By Adam Reilly
Feb. 11, 2011
BOSTON — Back in the Colonial era, the Massachusetts Governor’s Council had plenty of clout. Lately, though, it’s acquired a reputation as an antiquated, do-nothing body. Now, calls are mounting to eliminate the Council altogether.
So it may not be a coincidence that the Council has been making life increasingly difficult for Gov. Deval Patrick.
This week, the Governor’s Council nearly rejected Gov. Patrick’s judicial nominee Heather Bradley, showcasing its penchant for political fireworks. At one point, Councilor Marilyn Petitto Devaney waxed indignant about money that Bradley and her husband, State Rep. Garrett Bradley, have lavished on Massachusetts politicians.
“$210,00 dollars just in the past 3 years. How egregious is this?” Devaney asked.
Devaney also turned up the heat on her colleague at the council, Kelly Timilty, who got some of the Bradleys’ cash.
“I will respectfully request Councilor Timilty again to recuse herself from this vote,” Devaney said.

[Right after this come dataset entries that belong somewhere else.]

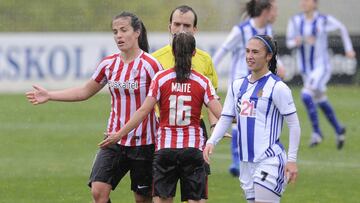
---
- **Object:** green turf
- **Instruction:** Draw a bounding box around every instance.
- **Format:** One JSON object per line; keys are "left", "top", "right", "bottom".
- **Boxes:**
{"left": 1, "top": 85, "right": 359, "bottom": 202}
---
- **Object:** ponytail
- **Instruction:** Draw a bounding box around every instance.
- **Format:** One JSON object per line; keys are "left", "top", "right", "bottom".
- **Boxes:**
{"left": 244, "top": 0, "right": 273, "bottom": 18}
{"left": 172, "top": 33, "right": 196, "bottom": 82}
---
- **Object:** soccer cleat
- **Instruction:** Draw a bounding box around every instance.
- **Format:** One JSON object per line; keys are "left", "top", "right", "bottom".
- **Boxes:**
{"left": 309, "top": 132, "right": 323, "bottom": 148}
{"left": 336, "top": 127, "right": 346, "bottom": 150}
{"left": 228, "top": 163, "right": 240, "bottom": 177}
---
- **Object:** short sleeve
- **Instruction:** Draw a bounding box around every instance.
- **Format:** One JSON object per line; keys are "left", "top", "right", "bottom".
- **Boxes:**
{"left": 272, "top": 82, "right": 296, "bottom": 115}
{"left": 147, "top": 72, "right": 161, "bottom": 101}
{"left": 203, "top": 78, "right": 219, "bottom": 105}
{"left": 221, "top": 81, "right": 237, "bottom": 117}
{"left": 91, "top": 61, "right": 108, "bottom": 85}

“I will not!” Timilty answered.
“As it would give the appearance of undo influence,” Deveney said, as Timilty shrugged.
Next up was newly elected Republican Councilor Charles Cipollini, who’s quickly earning a reputation for high drama. His commentary on Bradley didn’t disappoint.
“She is grossly unqualified and she lacks the experience,” Cipollini said, almost glowering.
For good measure, Cipollini vowed to continue his anti-Bradley fight even if she became a judge.
“I will file a complaint with the Massachusetts state ethics commission regarding the over $200,000 dollars she and her husband made in political contributions. My vote is no!” Cipollini added.
After the council split four-to-four, Governor Patrick took the gavel so Lieutenant Governor Tim Murray could cast the deciding vote.
He voted yes.
It was the first 5-4 vote in years, and grist for critics who say the Council is a needless impediment. The Boston Globe and the liberal blog Blue Mass. Group say the council should be eliminated. And a new bill from State Senator Brian Joyce would do just that. But supporters like the Fatherhood Coalition’s Joe Ureneck disagree.
“Finally the council is having some real discussion about these judicial nominations that are coming forward, instead of just being a rubber stamp,” Ureneck argued.
Next up for the Council: A vote on Joshua Wall, the governor’s pick to head the state’s troubled Parole Board. If you like political theater, make sure to bring some popcorn.